Machine learning models require educated inputs

September 29, 2016 09:00 AM
Building an effective neural-network based trading system requires not just the proper tools but an understanding of the markets you’re trading.

Supervised learning methods include back propagation neural networks, support vector machines and machine induction algorithms such as C.4.5 and rough sets. These are all examples of supervised learning because they require having a target answer to teach the classification or model predictions. When it comes to trading applications, these areas are relatively unexplored. 

Trading goals are not as simple as predicting direction. Many factors determine if a target is good. Consider distribution of error. Without considering this, you could have a losing system despite predicting direction correctly 60% of the time. 

Signals vs. targets

When designing a target for our supervised learning algorithm, we need to ask: What is it we want to teach? To forecast direction, identify patterns, detect market turning points or to capture more complex targets? First, let’s consider market direction.

Consider intermarket divergence, which was pioneered here more than 20 years ago. Developing futures-based trading systems in 1995 with backtests based on continuous contracts — time series that splice together numerous individual futures contracts — was tricky as futures contracts have a beginning and end date.

The tricky part of stringing contracts together is that they rarely trade at the same price levels. This creates a price gap where one ends and the other begins. There are various ways to cope with this issue. One is to ignore it. In a so-called “splice chart,” there will be visible price jumps where contracts are joined. Another is to create some type of weighted average between the contracts to smooth out the jumps. These “continuous charts” are fine for intermarket divergence because we aren’t measuring absolute price levels; rather the ratio between markets.

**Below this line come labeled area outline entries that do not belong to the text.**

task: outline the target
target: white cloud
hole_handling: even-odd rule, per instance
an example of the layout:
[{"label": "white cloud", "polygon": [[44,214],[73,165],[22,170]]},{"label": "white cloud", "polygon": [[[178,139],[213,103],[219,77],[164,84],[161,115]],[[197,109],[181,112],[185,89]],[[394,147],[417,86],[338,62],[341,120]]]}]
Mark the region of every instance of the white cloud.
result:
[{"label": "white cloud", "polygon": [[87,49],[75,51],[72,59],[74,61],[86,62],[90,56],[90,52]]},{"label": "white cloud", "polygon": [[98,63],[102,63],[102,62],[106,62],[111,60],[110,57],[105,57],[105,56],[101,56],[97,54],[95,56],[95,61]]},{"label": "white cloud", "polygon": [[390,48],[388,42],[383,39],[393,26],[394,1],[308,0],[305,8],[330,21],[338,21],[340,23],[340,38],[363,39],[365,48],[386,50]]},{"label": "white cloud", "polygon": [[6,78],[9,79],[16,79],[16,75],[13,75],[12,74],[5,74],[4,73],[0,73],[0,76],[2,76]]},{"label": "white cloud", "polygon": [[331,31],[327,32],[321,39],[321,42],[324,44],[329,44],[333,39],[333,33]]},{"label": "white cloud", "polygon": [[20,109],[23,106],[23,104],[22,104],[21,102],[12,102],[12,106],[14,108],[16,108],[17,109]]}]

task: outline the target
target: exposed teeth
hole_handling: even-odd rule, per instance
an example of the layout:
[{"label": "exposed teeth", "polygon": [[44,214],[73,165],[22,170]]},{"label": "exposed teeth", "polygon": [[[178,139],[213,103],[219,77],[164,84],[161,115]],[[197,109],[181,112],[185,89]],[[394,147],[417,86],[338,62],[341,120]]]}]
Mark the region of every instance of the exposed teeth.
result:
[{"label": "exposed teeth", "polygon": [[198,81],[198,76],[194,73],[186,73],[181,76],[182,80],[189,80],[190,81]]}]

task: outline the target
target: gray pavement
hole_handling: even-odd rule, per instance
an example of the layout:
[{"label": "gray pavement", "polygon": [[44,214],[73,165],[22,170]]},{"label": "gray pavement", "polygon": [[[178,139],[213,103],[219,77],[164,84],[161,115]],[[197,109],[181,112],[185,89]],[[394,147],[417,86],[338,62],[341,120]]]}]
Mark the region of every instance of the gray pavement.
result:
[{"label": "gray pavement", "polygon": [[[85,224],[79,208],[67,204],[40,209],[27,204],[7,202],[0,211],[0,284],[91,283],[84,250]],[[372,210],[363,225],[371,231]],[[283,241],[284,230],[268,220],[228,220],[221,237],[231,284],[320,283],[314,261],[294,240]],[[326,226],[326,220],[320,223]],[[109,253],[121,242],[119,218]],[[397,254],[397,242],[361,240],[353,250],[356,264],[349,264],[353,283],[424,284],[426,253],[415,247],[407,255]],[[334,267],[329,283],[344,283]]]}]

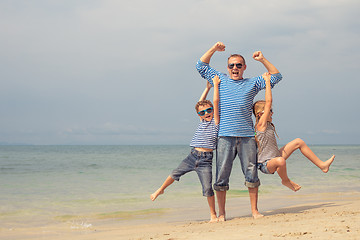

The rules for intermarket divergence are as follows:
For positively correlated markets, if the intermarket is in an uptrend and the traded market is in a downtrend, then buy the traded market; if the intermarket is in a downtrend and the traded market is in an uptrend then sell the traded market.

For negatively correlated markets, if the intermarket is in an uptrend and the traded market is in an uptrend then sell the traded market; if the intermarket is in an downtrend and the traded market is in a downtrend, then buy the traded markets. 

You can use various concepts to define trend direction. Most of my work uses price relative to a moving average. Mathematically, when Price - Average(Price,X,0) is above 0, that market is in an uptrend. When it is below zero, the market is in a downtrend. 

For example, consider the 30-year Treasury bond and the Philadelphia Electrical Utility Average (UTY). The relationship between utility stocks and T-bonds has been one of the most stable over the past 20 years. Our analysis will extend back to Sept. 22, 1987.  The parameters have remained robust with eight and 20 working well from 2010 until today. Indeed, the parameters used in 1997 
(8, 16) also perform well today.

Remember, however, our experiment is to see how making money relative to a viable drawdown correlates to a traditional performance gauge, such as predicting market direction. We will look at the parameter set’s performance and compare it to price direction N bars into the future using the optimizer in TradersStudio (see “Best measure,” below, for the code). 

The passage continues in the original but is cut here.